The pacing is hyperkinetic with the story jumping back and forth through flashbacks. Graphics show the routes taken through the city by the couriers, and graphics and flash forwards show the choices available to Wilee at various intersections and the potentially lethal consequences of some of his options. Those are some of the most fun scenes in the movie.

Gordon-Levitt is an appealing actor who is moving up the ranks from indie darling into legitimate star. He has been busy in a wide variety of movies and looks to be making the movie into the top tier of Hollywood stardom. It doesn’t hurt that he’s pretty buff looking here which is sure to make him a few new fans among the ladies.

Shannon is a versatile character actor who often has a dark streak in his characters. Here he is darker than most of the roles I’ve seen him in, a quite impressive villain who is out of control, and believes his badge renders him invulnerable to justice. Monday is the worst kind of bad cop and Shannon keeps him from becoming too much of a cartoon.

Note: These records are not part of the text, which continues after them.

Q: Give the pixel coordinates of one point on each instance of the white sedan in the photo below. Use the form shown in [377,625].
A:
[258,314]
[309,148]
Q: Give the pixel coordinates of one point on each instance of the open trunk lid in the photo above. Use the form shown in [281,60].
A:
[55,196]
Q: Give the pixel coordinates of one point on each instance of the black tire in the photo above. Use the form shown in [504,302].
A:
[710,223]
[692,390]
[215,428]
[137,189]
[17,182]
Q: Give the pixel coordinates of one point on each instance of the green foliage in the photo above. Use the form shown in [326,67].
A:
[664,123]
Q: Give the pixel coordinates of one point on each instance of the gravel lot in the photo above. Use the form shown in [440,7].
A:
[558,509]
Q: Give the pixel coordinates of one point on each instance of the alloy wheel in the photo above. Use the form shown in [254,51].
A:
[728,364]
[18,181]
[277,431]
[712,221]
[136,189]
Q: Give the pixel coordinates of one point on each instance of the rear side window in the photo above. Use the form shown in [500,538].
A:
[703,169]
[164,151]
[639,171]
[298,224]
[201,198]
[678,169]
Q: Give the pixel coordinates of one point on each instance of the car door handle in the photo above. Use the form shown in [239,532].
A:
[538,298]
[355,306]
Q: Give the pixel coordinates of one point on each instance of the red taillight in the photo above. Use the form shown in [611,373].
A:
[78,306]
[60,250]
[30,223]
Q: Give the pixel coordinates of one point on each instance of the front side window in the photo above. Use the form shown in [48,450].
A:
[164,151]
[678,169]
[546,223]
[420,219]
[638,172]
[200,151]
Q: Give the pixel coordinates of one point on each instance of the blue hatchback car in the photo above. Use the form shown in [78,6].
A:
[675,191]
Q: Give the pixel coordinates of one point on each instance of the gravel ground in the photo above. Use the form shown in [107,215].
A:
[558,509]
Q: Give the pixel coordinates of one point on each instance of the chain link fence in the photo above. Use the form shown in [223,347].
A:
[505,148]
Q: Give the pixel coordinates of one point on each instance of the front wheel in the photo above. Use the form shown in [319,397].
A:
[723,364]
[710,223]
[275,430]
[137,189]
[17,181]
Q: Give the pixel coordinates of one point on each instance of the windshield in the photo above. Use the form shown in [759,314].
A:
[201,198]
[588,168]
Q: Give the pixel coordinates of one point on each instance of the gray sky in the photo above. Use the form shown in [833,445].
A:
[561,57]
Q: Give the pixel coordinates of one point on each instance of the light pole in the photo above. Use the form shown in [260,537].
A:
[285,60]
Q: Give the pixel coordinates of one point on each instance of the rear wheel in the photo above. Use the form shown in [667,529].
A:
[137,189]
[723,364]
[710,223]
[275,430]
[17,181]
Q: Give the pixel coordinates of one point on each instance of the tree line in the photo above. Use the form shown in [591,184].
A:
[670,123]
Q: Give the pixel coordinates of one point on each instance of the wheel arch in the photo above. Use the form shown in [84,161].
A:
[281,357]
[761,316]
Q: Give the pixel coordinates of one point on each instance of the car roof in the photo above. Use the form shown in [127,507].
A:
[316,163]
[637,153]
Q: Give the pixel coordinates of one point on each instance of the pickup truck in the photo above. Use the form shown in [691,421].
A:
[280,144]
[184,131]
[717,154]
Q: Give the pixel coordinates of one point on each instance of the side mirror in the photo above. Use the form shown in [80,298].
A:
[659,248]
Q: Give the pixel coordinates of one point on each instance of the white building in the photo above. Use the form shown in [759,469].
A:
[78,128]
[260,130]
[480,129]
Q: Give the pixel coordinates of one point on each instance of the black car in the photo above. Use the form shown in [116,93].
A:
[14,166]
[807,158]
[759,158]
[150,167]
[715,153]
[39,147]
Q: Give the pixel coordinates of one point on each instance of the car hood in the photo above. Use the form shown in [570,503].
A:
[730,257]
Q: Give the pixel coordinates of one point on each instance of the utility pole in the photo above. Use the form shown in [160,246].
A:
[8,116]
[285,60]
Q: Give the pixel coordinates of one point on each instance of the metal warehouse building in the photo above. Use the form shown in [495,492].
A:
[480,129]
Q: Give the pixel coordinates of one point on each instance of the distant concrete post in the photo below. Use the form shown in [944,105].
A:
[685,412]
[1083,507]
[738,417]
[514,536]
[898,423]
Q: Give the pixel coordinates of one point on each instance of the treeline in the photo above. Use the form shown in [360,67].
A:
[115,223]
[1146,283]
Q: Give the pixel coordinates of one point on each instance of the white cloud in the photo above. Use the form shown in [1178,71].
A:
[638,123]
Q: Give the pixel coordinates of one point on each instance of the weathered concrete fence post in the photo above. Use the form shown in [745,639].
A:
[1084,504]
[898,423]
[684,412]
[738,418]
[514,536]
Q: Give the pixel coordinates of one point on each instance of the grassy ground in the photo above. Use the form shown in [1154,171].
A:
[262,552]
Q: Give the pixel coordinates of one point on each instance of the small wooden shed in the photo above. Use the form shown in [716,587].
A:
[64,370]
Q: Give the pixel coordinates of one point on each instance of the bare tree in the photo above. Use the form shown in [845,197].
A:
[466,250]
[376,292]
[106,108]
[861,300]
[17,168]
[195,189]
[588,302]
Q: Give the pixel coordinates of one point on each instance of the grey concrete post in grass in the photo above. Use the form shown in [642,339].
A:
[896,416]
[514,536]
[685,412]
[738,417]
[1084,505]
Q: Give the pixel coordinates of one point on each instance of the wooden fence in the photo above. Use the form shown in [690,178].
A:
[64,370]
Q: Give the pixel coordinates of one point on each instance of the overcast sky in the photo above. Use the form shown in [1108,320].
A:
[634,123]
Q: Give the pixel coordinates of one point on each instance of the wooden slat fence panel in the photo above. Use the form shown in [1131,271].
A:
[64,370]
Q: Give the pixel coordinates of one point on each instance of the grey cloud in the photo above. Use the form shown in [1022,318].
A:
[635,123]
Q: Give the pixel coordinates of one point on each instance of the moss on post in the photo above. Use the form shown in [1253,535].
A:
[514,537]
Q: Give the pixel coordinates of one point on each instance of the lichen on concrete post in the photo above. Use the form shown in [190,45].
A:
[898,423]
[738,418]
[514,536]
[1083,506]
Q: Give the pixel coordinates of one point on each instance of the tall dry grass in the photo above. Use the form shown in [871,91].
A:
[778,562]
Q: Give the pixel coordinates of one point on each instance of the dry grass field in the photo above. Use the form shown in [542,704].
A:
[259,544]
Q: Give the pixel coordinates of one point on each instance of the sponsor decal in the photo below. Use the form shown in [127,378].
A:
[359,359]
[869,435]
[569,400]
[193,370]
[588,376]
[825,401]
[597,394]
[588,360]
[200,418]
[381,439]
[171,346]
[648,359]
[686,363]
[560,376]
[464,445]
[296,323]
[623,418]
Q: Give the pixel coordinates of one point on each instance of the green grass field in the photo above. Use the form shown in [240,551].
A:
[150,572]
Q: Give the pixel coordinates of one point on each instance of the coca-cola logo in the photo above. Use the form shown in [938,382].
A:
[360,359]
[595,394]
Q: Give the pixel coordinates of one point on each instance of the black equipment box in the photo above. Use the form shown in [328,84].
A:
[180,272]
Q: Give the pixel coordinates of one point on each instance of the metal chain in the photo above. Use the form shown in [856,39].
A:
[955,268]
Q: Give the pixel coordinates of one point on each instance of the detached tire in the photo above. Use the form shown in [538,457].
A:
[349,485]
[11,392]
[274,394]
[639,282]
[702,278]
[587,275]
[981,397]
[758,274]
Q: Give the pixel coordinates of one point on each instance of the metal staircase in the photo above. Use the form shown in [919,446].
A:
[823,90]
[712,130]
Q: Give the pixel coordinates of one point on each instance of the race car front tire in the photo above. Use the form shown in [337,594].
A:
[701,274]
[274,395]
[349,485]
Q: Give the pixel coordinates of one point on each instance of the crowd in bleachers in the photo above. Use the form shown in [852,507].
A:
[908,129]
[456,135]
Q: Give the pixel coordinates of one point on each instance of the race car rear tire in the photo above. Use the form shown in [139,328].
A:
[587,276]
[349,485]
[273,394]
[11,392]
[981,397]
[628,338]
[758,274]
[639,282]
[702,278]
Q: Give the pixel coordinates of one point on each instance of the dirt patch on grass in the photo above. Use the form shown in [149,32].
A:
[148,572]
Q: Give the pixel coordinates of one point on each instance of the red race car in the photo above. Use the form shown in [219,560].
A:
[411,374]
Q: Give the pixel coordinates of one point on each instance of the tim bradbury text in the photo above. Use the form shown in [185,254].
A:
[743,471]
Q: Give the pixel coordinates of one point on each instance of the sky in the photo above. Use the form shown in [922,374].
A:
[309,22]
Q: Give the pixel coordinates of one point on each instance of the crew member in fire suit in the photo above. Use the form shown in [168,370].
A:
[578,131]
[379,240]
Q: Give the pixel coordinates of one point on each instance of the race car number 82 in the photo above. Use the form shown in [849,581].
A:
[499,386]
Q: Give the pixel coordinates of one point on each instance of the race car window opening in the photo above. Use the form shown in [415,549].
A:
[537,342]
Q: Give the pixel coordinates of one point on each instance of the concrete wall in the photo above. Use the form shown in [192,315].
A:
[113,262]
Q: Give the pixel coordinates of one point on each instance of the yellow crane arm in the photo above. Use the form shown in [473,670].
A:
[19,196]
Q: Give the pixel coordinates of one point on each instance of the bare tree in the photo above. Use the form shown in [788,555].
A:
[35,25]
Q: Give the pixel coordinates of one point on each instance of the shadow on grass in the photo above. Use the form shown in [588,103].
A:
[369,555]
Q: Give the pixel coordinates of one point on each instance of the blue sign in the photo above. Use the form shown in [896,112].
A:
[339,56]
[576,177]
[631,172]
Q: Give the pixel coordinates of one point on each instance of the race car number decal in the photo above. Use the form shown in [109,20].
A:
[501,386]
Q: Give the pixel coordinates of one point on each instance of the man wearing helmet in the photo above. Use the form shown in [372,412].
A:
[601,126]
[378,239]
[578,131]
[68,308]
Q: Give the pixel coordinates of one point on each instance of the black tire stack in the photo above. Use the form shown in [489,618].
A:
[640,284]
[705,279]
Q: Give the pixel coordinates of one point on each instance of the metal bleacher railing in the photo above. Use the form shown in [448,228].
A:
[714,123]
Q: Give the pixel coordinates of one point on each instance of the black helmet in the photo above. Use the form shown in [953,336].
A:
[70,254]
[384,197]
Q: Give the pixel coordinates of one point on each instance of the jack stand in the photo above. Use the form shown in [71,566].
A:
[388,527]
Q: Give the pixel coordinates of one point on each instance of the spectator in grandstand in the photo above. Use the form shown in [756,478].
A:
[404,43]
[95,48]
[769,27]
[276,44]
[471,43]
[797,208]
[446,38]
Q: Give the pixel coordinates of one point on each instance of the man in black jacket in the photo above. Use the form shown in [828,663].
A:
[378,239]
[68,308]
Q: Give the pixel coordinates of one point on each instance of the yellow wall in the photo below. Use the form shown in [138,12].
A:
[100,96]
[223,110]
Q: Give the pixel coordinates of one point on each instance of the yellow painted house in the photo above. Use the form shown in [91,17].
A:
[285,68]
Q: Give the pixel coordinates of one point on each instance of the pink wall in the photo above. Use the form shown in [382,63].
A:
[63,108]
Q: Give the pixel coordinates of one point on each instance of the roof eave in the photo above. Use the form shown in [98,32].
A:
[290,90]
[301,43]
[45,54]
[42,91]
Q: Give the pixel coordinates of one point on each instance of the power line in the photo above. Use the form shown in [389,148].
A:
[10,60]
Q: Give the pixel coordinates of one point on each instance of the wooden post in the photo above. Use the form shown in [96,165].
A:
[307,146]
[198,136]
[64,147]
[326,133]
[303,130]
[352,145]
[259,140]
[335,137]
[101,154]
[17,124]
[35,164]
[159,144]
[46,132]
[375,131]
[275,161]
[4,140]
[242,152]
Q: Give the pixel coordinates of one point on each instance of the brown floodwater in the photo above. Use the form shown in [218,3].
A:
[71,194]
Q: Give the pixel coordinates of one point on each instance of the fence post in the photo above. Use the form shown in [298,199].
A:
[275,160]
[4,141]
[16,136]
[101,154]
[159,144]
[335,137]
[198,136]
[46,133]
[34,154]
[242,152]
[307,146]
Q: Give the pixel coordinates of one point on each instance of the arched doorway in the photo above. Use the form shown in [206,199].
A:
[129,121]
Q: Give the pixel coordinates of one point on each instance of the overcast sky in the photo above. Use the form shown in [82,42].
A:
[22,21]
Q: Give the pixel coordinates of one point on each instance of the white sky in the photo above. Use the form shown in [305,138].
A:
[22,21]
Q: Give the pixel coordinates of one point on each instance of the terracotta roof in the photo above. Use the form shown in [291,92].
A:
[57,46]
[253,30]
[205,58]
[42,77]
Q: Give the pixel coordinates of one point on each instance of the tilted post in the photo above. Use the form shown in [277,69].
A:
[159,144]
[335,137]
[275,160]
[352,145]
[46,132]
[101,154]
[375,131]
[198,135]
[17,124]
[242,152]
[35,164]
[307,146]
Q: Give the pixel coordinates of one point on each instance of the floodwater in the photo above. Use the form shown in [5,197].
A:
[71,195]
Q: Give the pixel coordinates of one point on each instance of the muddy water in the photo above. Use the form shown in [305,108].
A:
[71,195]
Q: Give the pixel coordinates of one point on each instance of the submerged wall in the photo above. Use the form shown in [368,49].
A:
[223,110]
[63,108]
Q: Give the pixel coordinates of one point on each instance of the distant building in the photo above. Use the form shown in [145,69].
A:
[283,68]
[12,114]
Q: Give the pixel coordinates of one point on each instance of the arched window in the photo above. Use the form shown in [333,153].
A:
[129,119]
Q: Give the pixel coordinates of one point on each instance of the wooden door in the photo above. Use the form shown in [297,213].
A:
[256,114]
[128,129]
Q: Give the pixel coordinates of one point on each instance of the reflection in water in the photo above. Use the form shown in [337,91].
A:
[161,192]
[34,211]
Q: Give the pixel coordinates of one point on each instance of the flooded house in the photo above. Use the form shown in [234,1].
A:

This is almost all action and no exposition. New Yorkers will find this a little bit more fun because of the locations, and men are going to like the non-stop action. There isn’t a lot here for those looking for relationships, character development or romance. It’s mostly about bicyclists taking insane chances. The lead character is well-named – he’s fearless and maybe too clever for his own good. I might have rated this higher had an anvil been dropped on his head.

REASONS TO GO: Some nifty action sequences and a clever use of graphics. Gordon-Levitt is engaging and Shannon makes a fine villain.

REASONS TO STAY: Very New York-centric. A little too much testosterone.

FAMILY VALUES: There is a bit of violence and some disturbing imagery. There are plenty of foul words though.

TRIVIAL PURSUIT: Most of the scenes set at Columbia Law School were filmed at Lerner Hall, the student center for the University.

CRITICAL MASS: As of 9/18/12: Rotten Tomatoes: 76% positive reviews. Metacritic: 66/100. The movie got decent reviews.

COMPARISON SHOPPING: Next Day Air

FORREST J. ACKERMAN LOVERS: Detective Monday uses the name of the legendary science fiction fan/author/literary agent/historian as an alias.